Malaysia may emulate Germany’s success story in developing bio-energy as it still lags in achieving its goal to use 11% renewable energy by 2020.
Deputy Energy, Green Technology and Water Minister Mahdzir Khalid said Germany is a leader in the European Union in promoting green technology and Malaysia could follow its experience.
Currently, Malaysia’s usage of renewable energy comprising, solar, hydro, biomass, geothermal, bio-gas and wind, makes up only 0.8% or 119 megawatts supplied to the national power grid.
“We can all learn from the Germany experience, emulate and collaborate to contribute to the world community further in developing the bio-energy sector,” he said at the Bioenergy Symposium in Kuala Lumpur yesterday.

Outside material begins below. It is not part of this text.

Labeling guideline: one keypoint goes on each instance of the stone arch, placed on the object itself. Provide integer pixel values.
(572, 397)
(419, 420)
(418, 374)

The highly-industrialised Germany managed to reduce its greenhouse gas emissions by nearly 24% and is the world’s third-largest market for renewable energy investment that totalled €19.5 billion (RM83.85 billion) in 2012.
Last year, the Malaysian palm oil industry produced 83 million dry tonnes of biomass and this is expected to increase to about 100 million tonnes by 2020.
These agricultural wastes could be recycled to produce bio-energy that could help slash carbon emission, said Mahdzir.
“Malaysia’s biggest potential in renewable energy today lies in bio-energy, in particular biomass. The palm oil industry is a perfect example of biomass that can lead us to be a forerunner in the region for a green economy,” he added.